Teradata uses the tessellation spatial index with a predefined area of interest. Therefore, ArcGIS spatial operations that are based on dynamic inputs, such as zoom in, zoom out, and pan, cannot use the tessellation index. However, the tessellation index can be used in a query layer if the SQL statement used to define the query layer explicitly uses the tessellation index to query a subset of data based on an area of interest.
- ArcGIS requires a unique identification field to render features in a map and to publish web services. ArcGIS Pro prompts you to specify this unique ID field when you add a spatial table to the map.
ArcGIS tools do not insert new values into the unique ID fields in a database; rather, they rely on the database to insert values to the field. Since Teradata does not have a data type or built-in mechanism to populate values in an ID field, ArcGIS tools that create new rows in a database table cannot be used with Teradata.

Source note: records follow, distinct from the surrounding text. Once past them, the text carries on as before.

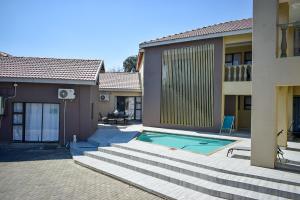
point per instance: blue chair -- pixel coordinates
(227, 124)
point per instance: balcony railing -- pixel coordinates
(285, 41)
(238, 73)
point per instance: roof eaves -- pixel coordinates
(120, 90)
(201, 37)
(98, 71)
(49, 81)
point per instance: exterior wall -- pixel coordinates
(109, 106)
(244, 116)
(237, 88)
(234, 39)
(78, 112)
(268, 73)
(152, 83)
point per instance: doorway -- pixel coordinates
(296, 114)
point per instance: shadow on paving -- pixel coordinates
(13, 154)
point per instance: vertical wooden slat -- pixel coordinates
(187, 86)
(162, 105)
(197, 85)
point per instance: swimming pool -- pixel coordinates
(195, 144)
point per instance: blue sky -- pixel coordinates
(98, 29)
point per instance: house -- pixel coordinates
(48, 99)
(121, 91)
(276, 82)
(192, 79)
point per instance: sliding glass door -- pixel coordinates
(41, 122)
(33, 122)
(50, 122)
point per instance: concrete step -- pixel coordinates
(257, 185)
(158, 152)
(150, 184)
(187, 181)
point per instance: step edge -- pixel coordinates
(209, 167)
(131, 183)
(211, 178)
(226, 193)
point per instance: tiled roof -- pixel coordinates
(213, 29)
(119, 81)
(28, 68)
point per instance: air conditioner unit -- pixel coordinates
(104, 97)
(66, 94)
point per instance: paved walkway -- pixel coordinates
(33, 173)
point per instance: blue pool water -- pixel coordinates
(195, 144)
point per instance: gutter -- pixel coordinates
(188, 39)
(49, 81)
(98, 71)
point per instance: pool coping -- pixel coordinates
(235, 141)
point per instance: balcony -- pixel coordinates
(289, 39)
(238, 73)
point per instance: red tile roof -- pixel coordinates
(119, 81)
(230, 26)
(28, 68)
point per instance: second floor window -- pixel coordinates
(297, 42)
(233, 59)
(248, 58)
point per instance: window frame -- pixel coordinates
(247, 60)
(296, 39)
(24, 122)
(232, 58)
(247, 106)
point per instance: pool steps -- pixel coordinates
(191, 180)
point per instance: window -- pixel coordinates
(233, 59)
(138, 108)
(35, 122)
(248, 58)
(297, 42)
(247, 102)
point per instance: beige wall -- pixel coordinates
(234, 39)
(237, 88)
(268, 73)
(244, 116)
(109, 106)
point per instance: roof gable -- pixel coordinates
(120, 81)
(49, 70)
(231, 27)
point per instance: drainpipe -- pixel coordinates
(5, 99)
(65, 105)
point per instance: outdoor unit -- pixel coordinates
(1, 105)
(104, 97)
(66, 94)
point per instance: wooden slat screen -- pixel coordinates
(187, 89)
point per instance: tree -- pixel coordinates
(129, 64)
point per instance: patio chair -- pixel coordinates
(241, 148)
(227, 124)
(102, 118)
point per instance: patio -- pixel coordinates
(182, 174)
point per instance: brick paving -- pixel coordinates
(34, 173)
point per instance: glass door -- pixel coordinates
(50, 122)
(18, 121)
(33, 122)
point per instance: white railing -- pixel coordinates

- As a Teradata user, you know that Teradata 14.x ST_Geometry only supports two-dimensional spatial data; therefore, you cannot paste spatial data that contains z- or m-coordinates into Teradata 14.x. Teradata 15.0 ST_Geometry supports z-coordinates but not m-coordinates; therefore, you cannot paste spatial data that contains m-coordinates into Teradata 15.0.
- In most cases, you store large amounts of data in a Teradata Data Warehouse Appliance. If you are adding data to ArcGIS Pro for viewing and analysis within the map, add a query layer and define the query layer expression to return only a subset of the data.

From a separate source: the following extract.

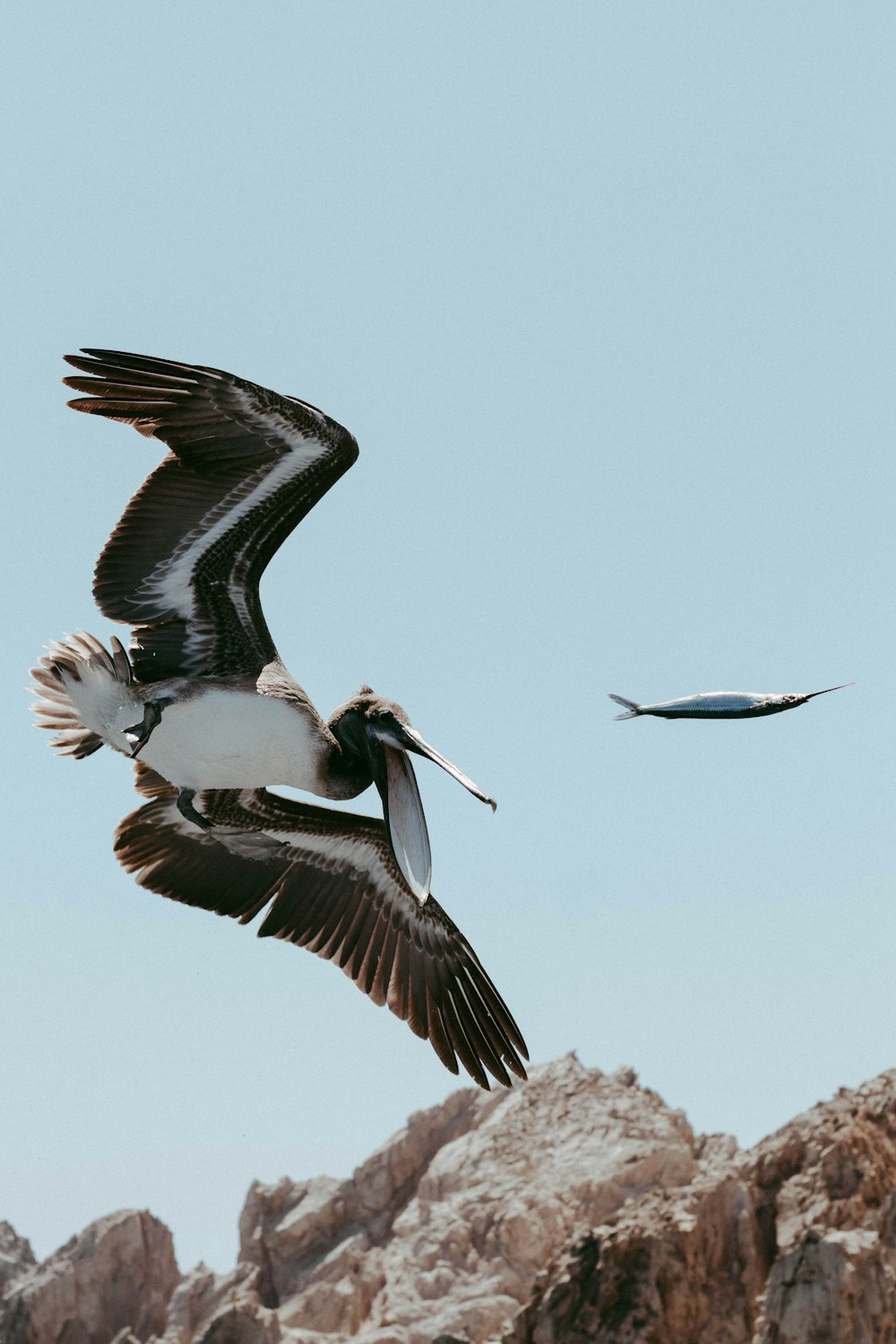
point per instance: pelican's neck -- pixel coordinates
(346, 771)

- If you use ArcGIS to add a feature class to your Teradata database and the spatial reference you specify for the feature class is not in the Teradata system table, ArcGIS adds a record to the Teradata SPATIAL_REF_SYS table and, consequently, the GEOMETRY_COLUMNS table.
This allows you to use more spatial references than are provided by default with Teradata. However, upgrades to major Teradata releases may drop these tables and re-create them with only default values in them.
Before you upgrade Teradata, you should always make a backup of your database. Be sure that this includes the records in these tables so you can restore them, if necessary, after a Teradata upgrade. You can follow this general procedure to back up and restore the SPATIAL_REF_SYS and GEOMETRY_COLUMNS records during a database upgrade operation:
- Create a backup of your database.
- Connect to a database in which you will make copies of the SPATIAL_REF_SYS and GEOMETRY_COLUMNS tables.
In this example, the database is named mybackupdb.
- Create backup copies of your tables.
In this example, source tables are in the sysspatial database.
CREATE TABLE mybackupdb.spatial_ref_sys AS sysspatial.spatial_ref_sys WITH DATA; CREATE TABLE mybackupdb.geometry_columns AS sysspatial.geometry_columns WITH DATA;
- Upgrade the Teradata source database.
- Connect to the database to which you copied the tables.
- Restore the tables to your upgraded database.
--Restore the geometry columns table. INSERT INTO sysspatial.geometry_columns SELECT * FROM mybackupdb.geometry_columns; --Restore the spatial_ref_sys table. INSERT INTO sysspatial.spatial_ref_sys SELECT * FROM mybackupdb.spatial_ref_sys MINUS SELECT * FROM sysspatial.spatial_ref_sys;
- Once the contents of the tables are restored, you can delete the backup copies of the tables.
DROP TABLE mybackupdb.spatial_ref_sys; DROP TABLE mybackupdb.geometry_columns;
- If necessary, regrant privileges on these tables to users who create data in the database.